Pourtant, lorsque les achats de marchandises sont importants, Venise se vide d'argent et le change entre papier et or, d'une part, et, d'autre part, argent se dérègle en attendant que ses correspondants envoient leurs réserves. Il arrive que les problèmes monétaires de Venise ne soient pas dus à la quantité de pièces d'or et d'argent, mais à leur qualité. Les pouvoirs publics doivent souvent intervenir pour freiner l'invasion de « mauvaise monnaie » notamment étrangère, d'abord en la dévaluant ou, si insuffisant, en interdisant sa circulation. L'importance de ces questions monétaires est telle que les pouvoirs publics font en sorte que la Zecca de la Serenissima, à savoir l'hôtel des monnaies, atteigne un niveau de technologique et d'efficience vraiment remarquable à l'époque. La supériorité des techniques et l'attention portée au sujet en Europe et notamment à Venise font en sorte que le ducat, monnaie vénitienne, se diffuse largement au Levant tant que nombre de contrats locaux sont exprimés en cette monnaie ou, usage moins fréquent, en d'autres monnaies italiennes, au moins jusqu'à la réforme monétaire mise en œuvre par le Sultan qui aligne la monnaie locale à la monnaie vénitienne (Ashtor, 1974 ; Spufford, 2014).

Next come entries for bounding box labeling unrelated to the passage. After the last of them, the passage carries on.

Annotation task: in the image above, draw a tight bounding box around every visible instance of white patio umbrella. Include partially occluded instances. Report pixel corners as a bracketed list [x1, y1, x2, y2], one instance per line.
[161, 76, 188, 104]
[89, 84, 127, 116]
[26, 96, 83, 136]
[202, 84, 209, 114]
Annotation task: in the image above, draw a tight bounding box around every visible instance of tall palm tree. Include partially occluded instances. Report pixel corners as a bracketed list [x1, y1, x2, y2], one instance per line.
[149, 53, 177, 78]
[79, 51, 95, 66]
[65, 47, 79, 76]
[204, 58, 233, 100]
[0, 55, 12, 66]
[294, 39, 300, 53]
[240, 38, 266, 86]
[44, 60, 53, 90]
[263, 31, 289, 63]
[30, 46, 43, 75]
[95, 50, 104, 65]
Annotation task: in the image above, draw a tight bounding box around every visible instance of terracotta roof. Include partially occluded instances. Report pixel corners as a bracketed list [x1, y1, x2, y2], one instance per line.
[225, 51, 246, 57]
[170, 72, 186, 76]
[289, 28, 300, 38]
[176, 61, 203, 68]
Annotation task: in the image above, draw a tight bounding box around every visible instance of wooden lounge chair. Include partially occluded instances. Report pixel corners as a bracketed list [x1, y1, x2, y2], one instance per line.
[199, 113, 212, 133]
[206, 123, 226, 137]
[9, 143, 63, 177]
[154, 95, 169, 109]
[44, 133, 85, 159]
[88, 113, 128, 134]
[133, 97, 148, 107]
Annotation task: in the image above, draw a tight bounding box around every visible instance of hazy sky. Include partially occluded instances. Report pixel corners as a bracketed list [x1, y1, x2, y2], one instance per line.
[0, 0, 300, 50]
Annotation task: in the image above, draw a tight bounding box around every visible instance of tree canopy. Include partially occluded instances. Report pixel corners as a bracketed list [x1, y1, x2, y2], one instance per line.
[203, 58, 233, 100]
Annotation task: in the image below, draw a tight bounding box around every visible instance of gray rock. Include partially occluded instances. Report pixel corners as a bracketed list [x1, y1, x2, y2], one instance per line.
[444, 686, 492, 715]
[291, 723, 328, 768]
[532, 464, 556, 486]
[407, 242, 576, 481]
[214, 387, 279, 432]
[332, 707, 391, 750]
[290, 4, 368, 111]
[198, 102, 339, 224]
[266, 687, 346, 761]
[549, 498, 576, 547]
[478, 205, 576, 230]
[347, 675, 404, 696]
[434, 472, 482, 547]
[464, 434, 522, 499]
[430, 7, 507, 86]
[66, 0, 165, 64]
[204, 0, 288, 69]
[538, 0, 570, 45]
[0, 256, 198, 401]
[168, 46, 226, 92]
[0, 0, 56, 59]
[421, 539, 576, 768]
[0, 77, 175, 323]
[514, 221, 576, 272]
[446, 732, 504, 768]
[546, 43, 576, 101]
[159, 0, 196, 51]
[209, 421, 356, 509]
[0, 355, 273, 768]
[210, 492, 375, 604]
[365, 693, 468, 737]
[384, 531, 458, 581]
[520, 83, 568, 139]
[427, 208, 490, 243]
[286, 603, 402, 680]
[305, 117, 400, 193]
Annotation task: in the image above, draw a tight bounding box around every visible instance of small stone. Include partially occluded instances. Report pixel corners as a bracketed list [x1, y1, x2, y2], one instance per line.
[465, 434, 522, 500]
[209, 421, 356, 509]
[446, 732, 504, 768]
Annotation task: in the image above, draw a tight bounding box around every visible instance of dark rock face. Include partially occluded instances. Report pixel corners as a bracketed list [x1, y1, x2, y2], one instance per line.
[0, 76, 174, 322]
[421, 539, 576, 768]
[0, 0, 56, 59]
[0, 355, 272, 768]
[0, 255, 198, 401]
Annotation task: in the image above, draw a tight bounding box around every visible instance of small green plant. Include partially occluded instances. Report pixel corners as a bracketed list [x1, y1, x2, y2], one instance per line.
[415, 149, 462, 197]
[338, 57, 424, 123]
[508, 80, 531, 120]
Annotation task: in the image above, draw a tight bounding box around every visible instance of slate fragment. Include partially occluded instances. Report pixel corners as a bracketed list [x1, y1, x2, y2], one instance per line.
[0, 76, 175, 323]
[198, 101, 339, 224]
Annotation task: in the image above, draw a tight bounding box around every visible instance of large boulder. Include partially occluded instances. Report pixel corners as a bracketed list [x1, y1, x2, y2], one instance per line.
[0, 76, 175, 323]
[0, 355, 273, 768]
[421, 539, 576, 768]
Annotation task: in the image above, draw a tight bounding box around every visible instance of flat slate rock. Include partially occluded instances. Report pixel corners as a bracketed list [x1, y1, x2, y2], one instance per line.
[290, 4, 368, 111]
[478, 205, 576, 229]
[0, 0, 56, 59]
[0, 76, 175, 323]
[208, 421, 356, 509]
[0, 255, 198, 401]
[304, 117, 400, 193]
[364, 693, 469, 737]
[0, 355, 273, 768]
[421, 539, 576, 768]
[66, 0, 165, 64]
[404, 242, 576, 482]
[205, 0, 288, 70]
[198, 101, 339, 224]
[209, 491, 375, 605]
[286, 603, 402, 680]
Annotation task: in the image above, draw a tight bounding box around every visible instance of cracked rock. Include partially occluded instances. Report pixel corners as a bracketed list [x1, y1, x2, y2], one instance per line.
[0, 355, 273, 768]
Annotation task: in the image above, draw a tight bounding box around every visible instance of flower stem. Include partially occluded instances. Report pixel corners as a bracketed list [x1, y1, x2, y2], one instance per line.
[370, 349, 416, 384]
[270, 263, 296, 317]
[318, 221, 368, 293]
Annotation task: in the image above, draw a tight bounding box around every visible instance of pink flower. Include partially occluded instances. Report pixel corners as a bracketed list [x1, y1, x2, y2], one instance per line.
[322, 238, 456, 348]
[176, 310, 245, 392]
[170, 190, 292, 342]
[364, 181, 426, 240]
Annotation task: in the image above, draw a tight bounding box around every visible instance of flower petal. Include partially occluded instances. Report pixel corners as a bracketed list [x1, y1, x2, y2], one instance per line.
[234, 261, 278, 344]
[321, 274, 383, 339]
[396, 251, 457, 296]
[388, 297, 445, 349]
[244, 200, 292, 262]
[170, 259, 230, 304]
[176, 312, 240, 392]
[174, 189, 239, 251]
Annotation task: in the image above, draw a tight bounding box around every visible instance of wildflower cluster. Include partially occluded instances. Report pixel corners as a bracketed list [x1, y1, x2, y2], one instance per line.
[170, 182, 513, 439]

Les villes italiennes sont ainsi en quête continue de métaux précieux dont l'offre dépend notamment de la production dans les mines, normalement plutôt éloignées de la Méditerranée, et des besoins du commerce. Si l'argent est produit plutôt en Allemagne, en Serbie et plus loin encore en Europe de l'Est – fournisseurs plutôt de Venise – ainsi qu'en Sardaigne – colonie génoise – et dans les Alpes, la principale source d'or pour les Européens est l'Afrique subsaharienne et notamment le Soudan. Les métaux précieux de l'Afrique sont amenés sur les rives de la Méditerranée par les marchands arabes. C'est dans ce sens que le Maghreb a été le « moteur de toute la Méditerranée » (Braudel, 1993, vol. 2, p. 141). Le commerce saharien de cette poudre d'or remonte probablement bien avant l'an 1000 et, au-delà de cette date, a facilité la mise en place de villes nouvelles telles que Oran et Alger.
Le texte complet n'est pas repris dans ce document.